Senior Ashlyn Velte spent a semester with her in London. She said one night when they were on their way home from a charity concert when they realized they had no way of getting back home.

“The bus schedule we were supposed to take wasn’t running because they had delays on the line,” she said, smiling. “At three in the morning, we are dressed up and trying to find our way around the shady parts of London. And it was a really good time.”

Velte said she will truly feel Howell’s absence. She also said Howell’s demeanor was one her greatest attributes.

“She wasn’t afraid to speak her mind and tell you how she felt,” she said. “She was outspoken and happy.”

Howell’s mother recalls her daughter’s high school days. Howell stepped up to be co-president of the Lesbian, Gay, Bisexual and Transgender group, just because nobody else was stepping up. She was also a Girl Scout and an ardent Harry Potter Fan.

“It’s a great tragedy,” her mother said. “She had an awful lot to offer and she won’t get to complete that.”

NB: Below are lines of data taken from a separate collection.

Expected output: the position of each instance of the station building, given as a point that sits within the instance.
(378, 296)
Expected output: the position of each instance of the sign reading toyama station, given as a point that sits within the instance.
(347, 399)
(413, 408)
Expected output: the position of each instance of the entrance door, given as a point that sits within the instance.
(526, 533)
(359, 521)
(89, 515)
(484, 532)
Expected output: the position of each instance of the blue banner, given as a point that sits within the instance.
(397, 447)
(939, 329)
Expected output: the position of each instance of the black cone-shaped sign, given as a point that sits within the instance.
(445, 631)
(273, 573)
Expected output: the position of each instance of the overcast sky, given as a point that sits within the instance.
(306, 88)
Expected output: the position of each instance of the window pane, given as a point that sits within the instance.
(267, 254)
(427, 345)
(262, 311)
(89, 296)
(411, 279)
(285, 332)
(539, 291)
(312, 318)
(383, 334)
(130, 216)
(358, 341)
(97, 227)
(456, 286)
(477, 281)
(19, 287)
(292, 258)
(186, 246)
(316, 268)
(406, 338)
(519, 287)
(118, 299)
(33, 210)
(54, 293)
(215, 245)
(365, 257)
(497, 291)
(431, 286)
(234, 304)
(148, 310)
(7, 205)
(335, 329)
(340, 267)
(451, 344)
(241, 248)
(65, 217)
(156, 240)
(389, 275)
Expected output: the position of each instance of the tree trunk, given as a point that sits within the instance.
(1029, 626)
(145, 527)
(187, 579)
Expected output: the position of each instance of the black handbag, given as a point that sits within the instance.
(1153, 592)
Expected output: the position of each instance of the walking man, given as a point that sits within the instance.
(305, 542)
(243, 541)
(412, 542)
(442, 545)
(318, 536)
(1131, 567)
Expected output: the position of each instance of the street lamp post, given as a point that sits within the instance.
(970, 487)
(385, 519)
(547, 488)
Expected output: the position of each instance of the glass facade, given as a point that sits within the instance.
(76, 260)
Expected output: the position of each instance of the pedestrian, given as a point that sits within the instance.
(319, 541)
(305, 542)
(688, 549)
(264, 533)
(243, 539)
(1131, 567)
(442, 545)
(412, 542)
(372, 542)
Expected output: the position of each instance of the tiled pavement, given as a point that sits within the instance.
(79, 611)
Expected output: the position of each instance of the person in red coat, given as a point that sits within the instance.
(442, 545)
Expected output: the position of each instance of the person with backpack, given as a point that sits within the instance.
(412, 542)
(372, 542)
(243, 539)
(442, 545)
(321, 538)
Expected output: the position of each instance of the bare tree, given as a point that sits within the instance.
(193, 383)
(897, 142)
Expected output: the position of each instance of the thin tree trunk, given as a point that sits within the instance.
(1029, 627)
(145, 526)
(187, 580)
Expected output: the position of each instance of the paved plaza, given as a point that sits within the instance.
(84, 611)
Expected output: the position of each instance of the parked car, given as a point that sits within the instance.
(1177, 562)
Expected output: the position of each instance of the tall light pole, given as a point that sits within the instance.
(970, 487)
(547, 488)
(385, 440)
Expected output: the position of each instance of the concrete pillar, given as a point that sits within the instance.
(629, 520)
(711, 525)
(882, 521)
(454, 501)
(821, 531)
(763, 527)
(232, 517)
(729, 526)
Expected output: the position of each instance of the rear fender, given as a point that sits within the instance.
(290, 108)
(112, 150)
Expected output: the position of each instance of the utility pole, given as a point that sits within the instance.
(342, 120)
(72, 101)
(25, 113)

The college’s English department is planning to name an annual book prize after Howell.  The prize will be awarded to outstanding English majors or minors whose academic or extracurricular work reflects Howell’s intellectual interests and values.

In addition, part of the college’s annual “Pippi to Ripley:  Female Figures of Science Fiction Conference” will be dedicated to Howell. The conference will take place in May.

Katharine Kittredge, professor of English, is the coordinator of this conference and was one of Howell’s professors. She said the event will be a contest in which teams of students from local middle schools, high schools and colleges come together to test their knowledge of all things fantasy and science fiction.  It will be named the “Tori Cup Fantasy and Science Fiction Challenge.”

“I am hoping that Tori’s spirit will inspire other young people in the area to share their passions and to come together as a community,” Kittredge said.

Kittredge also said she is saddened by the fact that Howell’s death left so many missed opportunities.

“She was becoming one of the most rewarding students in my career,” she said. “I am so sad I won’t be able to introduce her to the Cornell Archives, or to direct her Honors thesis or watch her do her first professional presentation.”

Howell was registered to conduct an independent study with Kittredge’s help this semester. Kittredge said Howell was a bright yet humble student.

“She was always with a smile when she was offering her opinion,” she said. “There is no grandstanding. She just had this wealth of thought and she expressed herself beautifully. She had so much joy in finding others who would share her passions.”